Кажется, раньше она не убивала. Но подготовлена отлично. Евгений постигал науку разведки в основном на практике, а нынешних готовят в академии.

Но что толку — она ведь не смогла спасти Нику...

Не думай!

Девочка, конечно, не виновата — она не могла предвидеть, что ацтланцы вдруг ни с того, ни с сего сойдут с ума. Иначе объяснить то, что случилось, невозможно. Евгений не верил, что здесь, в Восточном Ацтлане, какие-то фанатики без санкции властей могут вдруг напасть на важного человека из России, убить его жену...

Не думать!

Значит, это спланированная и подготовленная провокация. Но зачем, объясните Бога ради? Чтобы он Чилам не получил? Так посмертно присудят, с еще большей помпой. Лига писцов способна проигнорировать и прямой приказ уэй-тлатоани — не то что тайные комбинации мудрецов из Малиналько.

Да и сам по себе Малиналько — силовой центр Великого Ацтлана — не единое целое. Там соперничали, как минимум, две древние отрасли воинской касты, орлы и ягуары. Сегодня это две мускулистые руки Ацтлана — одна для внешних врагов, другая — для внутренних. И, как водится, часто одна не знает, чем занимается другая...

Такое положение соответствовало двойственности высшей власти Ацтлана. Наряду с императором уэй-тлатоани был и сиуакоатль — первый министр и глава жрецов. Формально он считался правой рукой императора, однако на протяжении столетий случалось всякое... Во всяком случае, в последние годы это были два почти равноправных центра принятия решений. И сиуакоатль курировал полицию — политическую тоже. То есть, ягуары, традиционно служащие в полиции, тяготели к нему. А орлы — к императору, который распоряжался армией и внешней разведкой. И конечно, каждую сторону поддерживали разные финансовые кланы почтека — крупных предпринимателей.

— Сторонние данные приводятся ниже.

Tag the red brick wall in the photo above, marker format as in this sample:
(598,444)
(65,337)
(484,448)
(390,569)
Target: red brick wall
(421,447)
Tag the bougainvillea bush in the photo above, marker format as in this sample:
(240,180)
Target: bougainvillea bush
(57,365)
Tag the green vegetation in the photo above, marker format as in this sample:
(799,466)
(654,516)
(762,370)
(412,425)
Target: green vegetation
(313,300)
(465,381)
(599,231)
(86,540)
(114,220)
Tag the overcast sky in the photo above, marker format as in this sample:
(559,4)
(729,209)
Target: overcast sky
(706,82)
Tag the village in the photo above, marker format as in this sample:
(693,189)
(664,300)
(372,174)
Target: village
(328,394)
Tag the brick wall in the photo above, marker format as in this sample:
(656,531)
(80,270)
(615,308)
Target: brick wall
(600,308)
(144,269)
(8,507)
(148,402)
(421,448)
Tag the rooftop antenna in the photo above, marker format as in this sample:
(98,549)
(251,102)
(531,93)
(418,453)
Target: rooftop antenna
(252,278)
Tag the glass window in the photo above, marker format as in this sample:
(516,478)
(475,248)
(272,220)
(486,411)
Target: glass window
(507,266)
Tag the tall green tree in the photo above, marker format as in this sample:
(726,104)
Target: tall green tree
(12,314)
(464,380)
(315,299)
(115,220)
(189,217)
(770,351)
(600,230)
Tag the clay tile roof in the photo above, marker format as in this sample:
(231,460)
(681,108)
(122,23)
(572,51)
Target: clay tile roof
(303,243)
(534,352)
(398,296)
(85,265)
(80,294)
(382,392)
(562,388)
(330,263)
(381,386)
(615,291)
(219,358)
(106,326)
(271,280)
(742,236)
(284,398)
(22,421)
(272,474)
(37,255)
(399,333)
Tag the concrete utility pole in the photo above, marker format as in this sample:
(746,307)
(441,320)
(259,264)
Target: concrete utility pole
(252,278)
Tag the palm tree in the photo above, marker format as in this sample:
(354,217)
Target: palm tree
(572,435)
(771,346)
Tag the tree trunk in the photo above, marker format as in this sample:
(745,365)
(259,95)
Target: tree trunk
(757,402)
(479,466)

Такая конструкция власти существовала уже несколько сот лет и, как ни странно, обычно не служила фактором нестабильности. Однако стороннему человеку разобраться в этих политических изысках было сложно.

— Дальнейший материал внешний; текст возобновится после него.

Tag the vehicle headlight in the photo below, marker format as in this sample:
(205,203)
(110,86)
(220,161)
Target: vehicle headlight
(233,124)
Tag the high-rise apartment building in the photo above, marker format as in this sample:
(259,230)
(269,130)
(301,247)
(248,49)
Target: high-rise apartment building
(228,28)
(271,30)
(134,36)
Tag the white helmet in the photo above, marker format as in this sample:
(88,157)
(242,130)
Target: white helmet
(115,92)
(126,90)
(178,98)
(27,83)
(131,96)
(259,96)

— Ты знаешь, кто они? — спросил Евгений шагающую рядом Илону.

Он и не заметил, что стал называть ее на ты.

Та помотала головой.

— За вами следили две группы, — бросила она на ходу. — Одна засекла меня, пришлось уходить. Думаю, они друг с другом не связаны и задачи у них разные.

Евгений промолчал.

Они шли по улицам, совершенно незаметные среди возбужденной толпы. Город уже оглашали полный смертной тоски вой и пронзительный визг. Ацтланцы распластывали дергающихся собак, ножом вскрывали грудную клетку и вырывали сердца — как их предки людям на теокалли. И так загустевший от испарений воздух пронизала еще и кровяная вонь. Кое-где ободранные собачьи тушки уже разделали, натерли пряной смесью и положили томиться в земляных печах, устроенных прямо во двориках домов.

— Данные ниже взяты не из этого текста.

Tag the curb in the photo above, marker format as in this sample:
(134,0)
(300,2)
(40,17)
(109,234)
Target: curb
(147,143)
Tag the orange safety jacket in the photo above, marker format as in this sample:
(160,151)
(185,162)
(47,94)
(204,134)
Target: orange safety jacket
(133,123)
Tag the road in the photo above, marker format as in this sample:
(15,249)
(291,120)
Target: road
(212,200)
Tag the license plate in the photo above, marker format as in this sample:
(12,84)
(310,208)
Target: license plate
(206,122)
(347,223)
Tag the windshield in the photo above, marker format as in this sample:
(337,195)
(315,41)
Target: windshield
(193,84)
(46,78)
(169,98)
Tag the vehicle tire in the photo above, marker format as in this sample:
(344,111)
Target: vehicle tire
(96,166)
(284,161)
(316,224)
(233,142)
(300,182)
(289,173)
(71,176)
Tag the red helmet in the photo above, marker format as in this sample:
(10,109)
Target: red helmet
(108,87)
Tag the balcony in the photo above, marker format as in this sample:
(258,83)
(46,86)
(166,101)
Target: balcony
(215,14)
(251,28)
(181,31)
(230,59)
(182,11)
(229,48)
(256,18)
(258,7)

Илона вела его в старый город, куда редко забредали туристы — путаница узких улочек, переулков и тупиков, обрывающихся у глухих стен обособленных домиков. В этой хаотической застройке смешались черты Центральной Атлантиды, Северной Африки и Пиренеев.

— Здесь, — резко сказала она, остановившись у стены маленького домовладения. Это была типичная местная постройка из адоба, но очень запущенная. И хотя над калиткой в грязной стене висел цветочный венок, сигнализировавший Илоне о безопасности, сама калитка была не заперта.

— Что-то не так, — произнесла девушка, озираясь и доставая револьвер.

На сей раз Евгений не загляделся на этот процесс — он тоже ощутил сгущающуюся опасность и вытащил свой пистолет.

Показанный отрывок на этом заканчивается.